Dalle combinazione di tecniche di clonazione ed attenzione all'epigenetica non è detto che corredi cromosomi identici possano avere la stessa espressività e ne scaturisce pertanto la riflessione che, nell'ipotesi della clonazione applicata all'uomo, non tutti i cloni sarebbero identici gli uni agli altri soprattutto per quanto riguarda stile di vita, espressività emozionale, conformazione della personalità e attitudini etico-morali, se la crescita di ciascun clone avvenga in un ambiente diverso sotto la pressione plastica di stimoli ambientali ed educativi diversi.
The Third Twin sviluppa appunto con molta maestria queste tematiche ed è indubbiamente molto avvincete.
Sono arrivato alla lettura di quest'opera di Folllett attraverso un romanzo di Robin Cook, Shock (scritto nel 2002) che affronta tematiche simile, ma con una maestria letteraria di gran lunga inferiore.
(Sinossi) Ambientato negli Stati Uniti di oggi, tra Washington e Baltimora, è la storia di una giovane scienziata che mette a repentaglio la sua carriera e la sua vita per scoprire un intricato complotto che coinvolge grandi interessi finanziari, ragioni politiche e motivazioni ideologiche, intorno a un segretissimo esperimento di ingegneria genetica.

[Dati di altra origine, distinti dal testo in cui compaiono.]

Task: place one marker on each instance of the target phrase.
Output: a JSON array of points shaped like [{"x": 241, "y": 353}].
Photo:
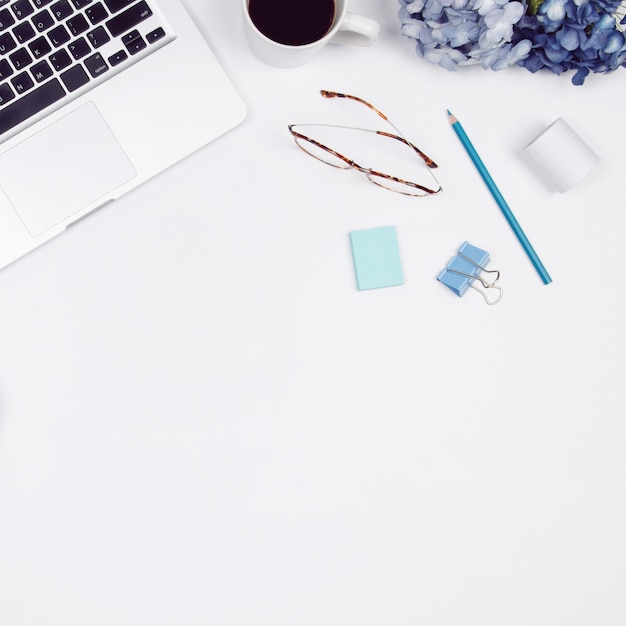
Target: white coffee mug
[{"x": 346, "y": 28}]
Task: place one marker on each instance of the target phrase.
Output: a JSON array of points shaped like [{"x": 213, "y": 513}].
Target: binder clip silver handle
[{"x": 468, "y": 266}]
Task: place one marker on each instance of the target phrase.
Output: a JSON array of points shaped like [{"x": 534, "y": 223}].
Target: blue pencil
[{"x": 500, "y": 201}]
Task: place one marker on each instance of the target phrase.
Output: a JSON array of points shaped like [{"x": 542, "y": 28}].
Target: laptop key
[
  {"x": 20, "y": 58},
  {"x": 22, "y": 9},
  {"x": 6, "y": 94},
  {"x": 117, "y": 5},
  {"x": 43, "y": 20},
  {"x": 41, "y": 71},
  {"x": 6, "y": 19},
  {"x": 60, "y": 59},
  {"x": 155, "y": 35},
  {"x": 75, "y": 77},
  {"x": 7, "y": 43},
  {"x": 59, "y": 35},
  {"x": 30, "y": 104},
  {"x": 96, "y": 13},
  {"x": 128, "y": 19},
  {"x": 5, "y": 69},
  {"x": 21, "y": 83},
  {"x": 98, "y": 37},
  {"x": 24, "y": 32},
  {"x": 79, "y": 48},
  {"x": 77, "y": 24},
  {"x": 61, "y": 10},
  {"x": 117, "y": 58},
  {"x": 96, "y": 64},
  {"x": 39, "y": 47}
]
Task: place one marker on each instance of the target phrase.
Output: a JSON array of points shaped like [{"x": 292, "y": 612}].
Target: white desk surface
[{"x": 203, "y": 422}]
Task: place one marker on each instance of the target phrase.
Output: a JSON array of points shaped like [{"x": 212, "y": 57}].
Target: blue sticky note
[{"x": 376, "y": 258}]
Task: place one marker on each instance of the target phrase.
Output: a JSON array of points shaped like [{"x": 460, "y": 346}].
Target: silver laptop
[{"x": 96, "y": 97}]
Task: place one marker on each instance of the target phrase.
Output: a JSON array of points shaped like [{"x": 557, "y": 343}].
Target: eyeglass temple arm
[{"x": 335, "y": 94}]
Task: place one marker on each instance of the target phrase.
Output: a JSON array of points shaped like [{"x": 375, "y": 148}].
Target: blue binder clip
[{"x": 465, "y": 268}]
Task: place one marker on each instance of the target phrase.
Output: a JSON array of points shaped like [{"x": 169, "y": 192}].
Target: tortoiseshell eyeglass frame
[{"x": 371, "y": 174}]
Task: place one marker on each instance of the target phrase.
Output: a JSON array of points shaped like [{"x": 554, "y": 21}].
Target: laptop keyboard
[{"x": 52, "y": 51}]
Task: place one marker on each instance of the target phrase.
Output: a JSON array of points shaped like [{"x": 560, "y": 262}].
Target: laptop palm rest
[{"x": 89, "y": 163}]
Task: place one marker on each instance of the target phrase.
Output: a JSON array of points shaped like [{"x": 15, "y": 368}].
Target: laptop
[{"x": 96, "y": 97}]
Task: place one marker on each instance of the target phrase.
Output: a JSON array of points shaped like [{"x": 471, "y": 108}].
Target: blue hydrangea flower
[
  {"x": 579, "y": 35},
  {"x": 454, "y": 33},
  {"x": 558, "y": 35}
]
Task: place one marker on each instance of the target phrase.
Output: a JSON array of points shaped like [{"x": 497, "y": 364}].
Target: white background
[{"x": 203, "y": 422}]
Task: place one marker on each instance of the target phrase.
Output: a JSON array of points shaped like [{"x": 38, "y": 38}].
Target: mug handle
[{"x": 357, "y": 30}]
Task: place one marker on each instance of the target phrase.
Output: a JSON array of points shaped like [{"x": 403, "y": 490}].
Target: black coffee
[{"x": 293, "y": 22}]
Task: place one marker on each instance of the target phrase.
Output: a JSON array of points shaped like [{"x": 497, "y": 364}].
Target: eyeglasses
[{"x": 330, "y": 156}]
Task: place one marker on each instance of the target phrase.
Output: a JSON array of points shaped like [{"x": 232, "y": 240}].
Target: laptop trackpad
[{"x": 63, "y": 168}]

Una giovane scienziata, Jeannie Ferrami, sta svolgendo una ricerca sulla formazione della personalità e sulle differenze di comportamento tra gemelli monozigoti separati alla nascita, quando scopre due gemelli assolutamente identici, ma nati da madri diverse. Come è possibile? La risposta è una sola: clonazione. Ma quel genere di procedure è proibito. Chi può esserci dietro tutto ciò? E con quale scopo? Man mano che procede nelle sue ricerche, Jeannie si accorge che le sue indagini mettono in allarme una società di punta nel campo della biogenetica; e che, fatto più preoccupante, qualcuno sta cercando di fermarla in tutti i modi. È possibile che esperimenti segreti di clonazione siano stati condotti su cavie umane inconsapevoli? E in che modo è coinvolto nella vicenda anche un candidato alla presidenza degli Stati Uniti?
(Risvolto di copertina della I edizione italiana) Suspense, intrigo, amore: can Follett torna alle atmosfere classiche del thriller in una vicenda ambientata negli Stati Uniti di oggi, tra Washington e Baltimora, intorno ad un segretissimo progetto di ingegneria genetica in cui sono coinvolti i grandi interessi finanziari, ragioni politiche e motivazioni ideologiche. Affascinante protagonista é Jeannie Ferrami, giovane e ambiziosa scienziata impegnata in un complesso studio di genetica applicata alla criminalità. Ha identificato quelli che, secondo lei, sono i tratti ereditari di una mente criminale e vuole dimostrare che è una corretta educazione può efficacemente contrastarli. Per farlo, esamina gemelli cresciuti in ambienti diversi, che rintraccia grazie a un sofisticato programma di software, da lei stessa messo a punto, con cui accedere più grandi banche dati del Paese. Tutto si complica quando Jeannie si imbatte in un fenomeno inspiegabile: due gemelli perfettamente identici malati da madri diverse, i luoghi lontani e a settimane di distanza l’uno dall’altro. Non sa di aver trovato la chiave di accesso ad un pericoloso complotto in cui sono implicati, oltre al professore che guida la sua ricerca in università, anche un’importante società all’avanguardia negli studi di biogenetica è un candidato alla presidenza degli Stati Uniti. Niente sembra poter fermare i nemici di Jeannie, disposti a tutto pur di interrompere le sue ricerche e occultarne i frutti. Smascherarli diventa per lei una questione di vita o di morte, e per salvarsi Jeannie può contare solo su se stessa, sul suo istinto e la sua esperienza. È sul gemello che tutti hanno già condannato come criminale, forse l’ultimo di cui lei possa fidarsi.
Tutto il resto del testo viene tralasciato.